Teammate Giannis Antetokounmpo won the Most Improved Player award.
Houston coach Mike D'Antoni won his second Coach of the Year award, and the Rockets' Eric Gordon was Sixth Man of the Year after setting a record for most 3-pointers off the bench in his first season as a reserve.
"Obviously I'm just proud of the team and the way they responded all year. Great organization," D'Antoni said of the Rockets' 55-win season.
"This is not an individual award. This is a lot of people, a lot of hard work goes into it, and I'm the recipient of some pretty good players."
In his first season coming off the bench, Gordon set a single-season record with 206 3-pointers by a reserve. He averaged 16.2 points to help fuel the Rockets' run to the surprising No. 3 seed in the Western Conference and edged former NBA Finals MVP Andre Iguodala of Golden State by 32 points.
Golden State's Draymond Green won the Defensive Player of the Year, ending Leonard's two-year run. Leading the league in steals from his do-everything role with the NBA champions. He had a franchise-record 10 steals in a Feb. 10 game at Memphis while recording the first triple-double in NBA history without scoring in double figures, adding 11 rebounds and 10 assists.

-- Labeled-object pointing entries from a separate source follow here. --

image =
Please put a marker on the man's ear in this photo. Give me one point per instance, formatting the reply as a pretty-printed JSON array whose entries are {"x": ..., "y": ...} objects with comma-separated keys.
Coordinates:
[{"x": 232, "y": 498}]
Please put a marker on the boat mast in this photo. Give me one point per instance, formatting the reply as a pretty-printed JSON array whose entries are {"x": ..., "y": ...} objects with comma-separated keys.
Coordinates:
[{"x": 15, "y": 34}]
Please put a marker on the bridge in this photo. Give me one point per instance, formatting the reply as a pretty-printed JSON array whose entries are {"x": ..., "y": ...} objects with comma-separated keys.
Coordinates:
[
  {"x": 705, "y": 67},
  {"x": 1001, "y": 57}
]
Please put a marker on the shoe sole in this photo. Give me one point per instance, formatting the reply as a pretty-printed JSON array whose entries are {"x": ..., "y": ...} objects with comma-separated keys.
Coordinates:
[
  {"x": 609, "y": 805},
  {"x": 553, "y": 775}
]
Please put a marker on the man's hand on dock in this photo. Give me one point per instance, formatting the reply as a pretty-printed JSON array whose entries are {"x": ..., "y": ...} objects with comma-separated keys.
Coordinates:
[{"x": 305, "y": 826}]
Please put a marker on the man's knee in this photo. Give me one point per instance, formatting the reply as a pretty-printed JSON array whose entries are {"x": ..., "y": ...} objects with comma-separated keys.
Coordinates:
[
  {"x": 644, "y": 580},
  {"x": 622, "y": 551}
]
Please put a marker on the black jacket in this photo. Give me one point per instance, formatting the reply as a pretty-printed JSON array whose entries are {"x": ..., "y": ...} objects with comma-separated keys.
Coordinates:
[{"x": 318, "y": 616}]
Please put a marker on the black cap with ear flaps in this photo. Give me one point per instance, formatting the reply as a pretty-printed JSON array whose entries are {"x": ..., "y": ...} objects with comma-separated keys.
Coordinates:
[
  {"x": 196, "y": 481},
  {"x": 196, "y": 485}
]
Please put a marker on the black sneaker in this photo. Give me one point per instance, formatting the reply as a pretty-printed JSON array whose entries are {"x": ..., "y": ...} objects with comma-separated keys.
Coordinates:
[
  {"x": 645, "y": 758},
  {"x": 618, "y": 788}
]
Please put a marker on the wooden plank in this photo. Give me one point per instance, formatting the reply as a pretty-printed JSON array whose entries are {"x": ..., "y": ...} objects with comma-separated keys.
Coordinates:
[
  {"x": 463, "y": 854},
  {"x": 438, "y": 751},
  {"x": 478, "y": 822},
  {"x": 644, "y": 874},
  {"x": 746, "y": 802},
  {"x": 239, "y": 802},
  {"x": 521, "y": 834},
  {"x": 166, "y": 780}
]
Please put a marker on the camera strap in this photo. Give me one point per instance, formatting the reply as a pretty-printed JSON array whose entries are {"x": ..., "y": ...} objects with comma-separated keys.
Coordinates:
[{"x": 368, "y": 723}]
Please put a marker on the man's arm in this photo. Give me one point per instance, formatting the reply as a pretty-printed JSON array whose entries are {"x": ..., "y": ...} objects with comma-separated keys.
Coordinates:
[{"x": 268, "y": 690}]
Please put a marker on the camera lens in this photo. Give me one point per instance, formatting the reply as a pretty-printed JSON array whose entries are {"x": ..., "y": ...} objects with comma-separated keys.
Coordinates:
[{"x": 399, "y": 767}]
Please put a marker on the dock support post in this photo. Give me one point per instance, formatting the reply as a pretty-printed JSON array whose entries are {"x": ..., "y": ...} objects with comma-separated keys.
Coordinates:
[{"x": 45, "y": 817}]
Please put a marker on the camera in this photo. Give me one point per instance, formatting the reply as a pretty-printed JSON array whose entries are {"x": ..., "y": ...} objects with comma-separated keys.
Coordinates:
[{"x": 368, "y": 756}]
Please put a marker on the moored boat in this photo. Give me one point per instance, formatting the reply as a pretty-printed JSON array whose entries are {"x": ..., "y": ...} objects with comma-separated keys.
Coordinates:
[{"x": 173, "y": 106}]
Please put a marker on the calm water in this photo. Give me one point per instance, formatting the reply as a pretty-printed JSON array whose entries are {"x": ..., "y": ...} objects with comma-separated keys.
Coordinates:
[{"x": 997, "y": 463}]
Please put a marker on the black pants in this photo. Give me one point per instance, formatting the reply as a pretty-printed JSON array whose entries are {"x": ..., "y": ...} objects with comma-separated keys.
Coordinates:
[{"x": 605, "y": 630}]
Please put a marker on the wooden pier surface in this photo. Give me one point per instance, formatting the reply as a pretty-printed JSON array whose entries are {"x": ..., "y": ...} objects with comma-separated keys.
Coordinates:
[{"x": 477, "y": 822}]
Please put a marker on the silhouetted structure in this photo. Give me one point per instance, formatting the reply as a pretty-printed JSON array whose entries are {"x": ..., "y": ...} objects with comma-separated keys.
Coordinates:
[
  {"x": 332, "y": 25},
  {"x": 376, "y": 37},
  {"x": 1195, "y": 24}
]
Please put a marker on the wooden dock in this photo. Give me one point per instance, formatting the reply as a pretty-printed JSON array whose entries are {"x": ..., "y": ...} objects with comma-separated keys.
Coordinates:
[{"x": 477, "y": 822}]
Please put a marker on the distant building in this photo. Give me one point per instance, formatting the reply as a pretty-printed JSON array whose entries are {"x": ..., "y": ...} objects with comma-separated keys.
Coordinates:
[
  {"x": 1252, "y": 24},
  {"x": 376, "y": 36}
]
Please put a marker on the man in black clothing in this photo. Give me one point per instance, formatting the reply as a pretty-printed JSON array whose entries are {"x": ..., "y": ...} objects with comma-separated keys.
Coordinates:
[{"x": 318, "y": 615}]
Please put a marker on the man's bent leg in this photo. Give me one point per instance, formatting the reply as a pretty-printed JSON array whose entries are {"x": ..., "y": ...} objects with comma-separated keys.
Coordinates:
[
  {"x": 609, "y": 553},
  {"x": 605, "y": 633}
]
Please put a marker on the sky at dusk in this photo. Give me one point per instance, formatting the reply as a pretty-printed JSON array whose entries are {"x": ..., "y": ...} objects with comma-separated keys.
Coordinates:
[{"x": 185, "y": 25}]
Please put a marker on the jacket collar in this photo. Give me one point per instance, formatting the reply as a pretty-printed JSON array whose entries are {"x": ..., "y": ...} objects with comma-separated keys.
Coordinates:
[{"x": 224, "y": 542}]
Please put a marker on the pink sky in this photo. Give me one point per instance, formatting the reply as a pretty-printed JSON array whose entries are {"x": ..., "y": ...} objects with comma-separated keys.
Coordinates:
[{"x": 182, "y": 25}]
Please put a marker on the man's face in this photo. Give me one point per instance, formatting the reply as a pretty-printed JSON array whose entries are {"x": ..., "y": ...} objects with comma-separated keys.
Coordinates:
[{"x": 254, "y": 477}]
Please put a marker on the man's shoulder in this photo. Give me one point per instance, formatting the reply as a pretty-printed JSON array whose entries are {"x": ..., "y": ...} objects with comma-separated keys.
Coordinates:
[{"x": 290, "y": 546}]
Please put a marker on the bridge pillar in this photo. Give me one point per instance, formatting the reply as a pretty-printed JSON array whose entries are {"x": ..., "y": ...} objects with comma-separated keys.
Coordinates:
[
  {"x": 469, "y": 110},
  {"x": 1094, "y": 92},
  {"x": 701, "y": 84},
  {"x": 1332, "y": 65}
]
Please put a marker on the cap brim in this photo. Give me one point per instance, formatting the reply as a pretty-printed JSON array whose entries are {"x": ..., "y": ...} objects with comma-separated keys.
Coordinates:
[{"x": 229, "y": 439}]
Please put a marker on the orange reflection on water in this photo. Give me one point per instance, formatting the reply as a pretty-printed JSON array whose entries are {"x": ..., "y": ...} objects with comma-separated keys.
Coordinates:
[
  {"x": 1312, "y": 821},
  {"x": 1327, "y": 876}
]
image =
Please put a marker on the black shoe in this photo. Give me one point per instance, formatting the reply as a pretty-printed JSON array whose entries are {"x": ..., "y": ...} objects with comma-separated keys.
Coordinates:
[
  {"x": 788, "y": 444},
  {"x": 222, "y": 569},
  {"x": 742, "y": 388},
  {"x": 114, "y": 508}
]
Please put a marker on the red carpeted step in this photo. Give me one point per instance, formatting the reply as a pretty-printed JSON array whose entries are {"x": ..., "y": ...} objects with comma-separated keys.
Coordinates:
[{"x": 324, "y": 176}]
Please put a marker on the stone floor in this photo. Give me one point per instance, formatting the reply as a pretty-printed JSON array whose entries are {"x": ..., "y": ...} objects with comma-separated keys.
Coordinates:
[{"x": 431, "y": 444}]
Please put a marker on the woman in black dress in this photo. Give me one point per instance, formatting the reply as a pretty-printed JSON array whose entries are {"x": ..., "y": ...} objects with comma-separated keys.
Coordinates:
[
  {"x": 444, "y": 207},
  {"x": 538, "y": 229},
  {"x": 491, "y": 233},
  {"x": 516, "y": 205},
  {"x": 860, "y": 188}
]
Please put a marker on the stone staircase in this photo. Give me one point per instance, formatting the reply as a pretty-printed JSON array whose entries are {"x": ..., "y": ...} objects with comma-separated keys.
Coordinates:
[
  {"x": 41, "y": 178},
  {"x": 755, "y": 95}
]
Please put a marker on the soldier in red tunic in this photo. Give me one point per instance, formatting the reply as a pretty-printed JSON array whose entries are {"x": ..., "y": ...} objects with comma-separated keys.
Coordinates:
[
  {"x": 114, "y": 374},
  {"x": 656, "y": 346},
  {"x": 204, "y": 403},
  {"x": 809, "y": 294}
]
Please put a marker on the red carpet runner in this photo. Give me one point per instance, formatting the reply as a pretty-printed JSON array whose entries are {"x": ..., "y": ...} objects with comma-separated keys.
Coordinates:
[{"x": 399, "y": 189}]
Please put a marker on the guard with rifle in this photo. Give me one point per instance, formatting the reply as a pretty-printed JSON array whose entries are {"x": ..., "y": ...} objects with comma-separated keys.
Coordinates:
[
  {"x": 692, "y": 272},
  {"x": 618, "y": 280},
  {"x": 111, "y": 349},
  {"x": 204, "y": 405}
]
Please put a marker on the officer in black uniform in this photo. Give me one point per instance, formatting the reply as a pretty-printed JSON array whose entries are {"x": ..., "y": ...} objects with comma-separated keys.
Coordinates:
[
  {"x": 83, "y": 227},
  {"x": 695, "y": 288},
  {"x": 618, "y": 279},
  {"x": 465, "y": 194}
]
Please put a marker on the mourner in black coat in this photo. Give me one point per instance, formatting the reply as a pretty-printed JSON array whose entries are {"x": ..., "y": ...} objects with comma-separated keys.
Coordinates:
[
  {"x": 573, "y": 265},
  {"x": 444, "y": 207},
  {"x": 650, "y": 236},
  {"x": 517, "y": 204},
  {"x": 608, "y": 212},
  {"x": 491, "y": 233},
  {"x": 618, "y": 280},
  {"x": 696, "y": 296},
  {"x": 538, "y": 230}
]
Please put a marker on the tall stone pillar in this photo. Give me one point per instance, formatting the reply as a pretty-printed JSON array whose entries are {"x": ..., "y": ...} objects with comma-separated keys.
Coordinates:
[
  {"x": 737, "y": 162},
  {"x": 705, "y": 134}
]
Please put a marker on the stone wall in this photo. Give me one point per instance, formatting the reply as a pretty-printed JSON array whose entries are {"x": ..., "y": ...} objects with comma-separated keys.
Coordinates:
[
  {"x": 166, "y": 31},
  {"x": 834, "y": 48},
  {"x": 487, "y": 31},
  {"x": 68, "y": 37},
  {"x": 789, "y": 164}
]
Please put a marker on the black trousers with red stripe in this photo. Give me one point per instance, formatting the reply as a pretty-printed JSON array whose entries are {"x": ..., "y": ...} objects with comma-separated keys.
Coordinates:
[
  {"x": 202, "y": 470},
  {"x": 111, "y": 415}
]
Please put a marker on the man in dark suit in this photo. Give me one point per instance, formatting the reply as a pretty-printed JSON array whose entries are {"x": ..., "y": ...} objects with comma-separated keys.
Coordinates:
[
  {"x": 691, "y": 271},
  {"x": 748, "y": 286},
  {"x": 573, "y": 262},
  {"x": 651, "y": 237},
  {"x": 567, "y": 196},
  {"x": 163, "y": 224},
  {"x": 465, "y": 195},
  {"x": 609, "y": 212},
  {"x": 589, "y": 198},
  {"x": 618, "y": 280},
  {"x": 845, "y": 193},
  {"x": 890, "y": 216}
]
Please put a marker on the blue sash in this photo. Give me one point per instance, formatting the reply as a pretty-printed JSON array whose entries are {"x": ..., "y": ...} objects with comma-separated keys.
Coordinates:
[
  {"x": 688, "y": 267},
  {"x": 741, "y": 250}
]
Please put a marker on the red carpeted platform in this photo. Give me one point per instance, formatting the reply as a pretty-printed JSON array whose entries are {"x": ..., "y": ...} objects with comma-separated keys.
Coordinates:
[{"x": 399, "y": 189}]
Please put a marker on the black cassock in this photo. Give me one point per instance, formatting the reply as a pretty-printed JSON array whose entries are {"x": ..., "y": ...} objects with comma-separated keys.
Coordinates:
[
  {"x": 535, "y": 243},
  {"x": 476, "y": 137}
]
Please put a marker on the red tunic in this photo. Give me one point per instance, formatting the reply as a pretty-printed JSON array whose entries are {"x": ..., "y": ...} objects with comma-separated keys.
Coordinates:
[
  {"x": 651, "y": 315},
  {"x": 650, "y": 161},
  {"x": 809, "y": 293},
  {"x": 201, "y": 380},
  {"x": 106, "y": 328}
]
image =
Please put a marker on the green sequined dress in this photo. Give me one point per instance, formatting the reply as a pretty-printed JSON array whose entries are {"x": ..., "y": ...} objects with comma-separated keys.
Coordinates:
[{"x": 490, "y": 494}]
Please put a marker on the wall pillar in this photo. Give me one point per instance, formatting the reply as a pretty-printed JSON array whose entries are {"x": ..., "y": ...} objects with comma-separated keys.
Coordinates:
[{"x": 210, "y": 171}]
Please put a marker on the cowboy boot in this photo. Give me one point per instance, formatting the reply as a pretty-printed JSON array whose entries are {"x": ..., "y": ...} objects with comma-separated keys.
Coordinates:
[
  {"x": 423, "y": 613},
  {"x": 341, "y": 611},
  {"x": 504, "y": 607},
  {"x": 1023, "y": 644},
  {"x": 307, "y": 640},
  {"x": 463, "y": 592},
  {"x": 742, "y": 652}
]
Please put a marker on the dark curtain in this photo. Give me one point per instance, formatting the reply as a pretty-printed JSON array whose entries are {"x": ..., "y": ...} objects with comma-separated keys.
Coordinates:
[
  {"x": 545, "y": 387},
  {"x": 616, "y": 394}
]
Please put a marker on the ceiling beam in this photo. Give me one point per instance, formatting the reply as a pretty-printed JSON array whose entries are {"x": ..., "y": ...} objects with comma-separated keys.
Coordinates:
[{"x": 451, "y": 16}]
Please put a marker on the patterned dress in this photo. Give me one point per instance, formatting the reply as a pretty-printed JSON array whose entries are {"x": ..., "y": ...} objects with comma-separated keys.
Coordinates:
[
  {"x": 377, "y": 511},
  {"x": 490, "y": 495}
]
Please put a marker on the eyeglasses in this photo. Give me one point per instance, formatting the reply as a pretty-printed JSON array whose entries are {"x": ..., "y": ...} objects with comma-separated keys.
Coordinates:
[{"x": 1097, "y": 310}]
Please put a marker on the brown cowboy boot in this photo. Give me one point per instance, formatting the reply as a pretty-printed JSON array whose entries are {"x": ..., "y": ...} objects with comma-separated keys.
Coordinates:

The NBA formerly gave out its individual awards at various points throughout the postseason before switching to the awards show this season and presenting them all at once in front of the league's top players and stars from the entertainment world.
Two of the best moments came during segments that didn't include the NBA's six individual awards.
Bill Russell was presented the first Lifetime Achievement award, welcomed on stage by fellow Hall of Fame centers Kareem Abdul-Jabbar, David Robinson, Shaquille O'Neal, Alonzo Mourning and Dikembe Mutombo. The 11-time champion as a player and the league's first black coach first pointed at them and joked that he would have kicked their butts, then told them: "You have no idea how much respect I have for you guys."
Former Thunder assistant coach Monty Williams was given the SagerStrong Award for the strength he showed after his wife was killed in a car crash in Oklahoma City. He was given a colorful jacket like the ones worn by Craig Sager, the longtime Turner Sports reporter who died of cancer this past season.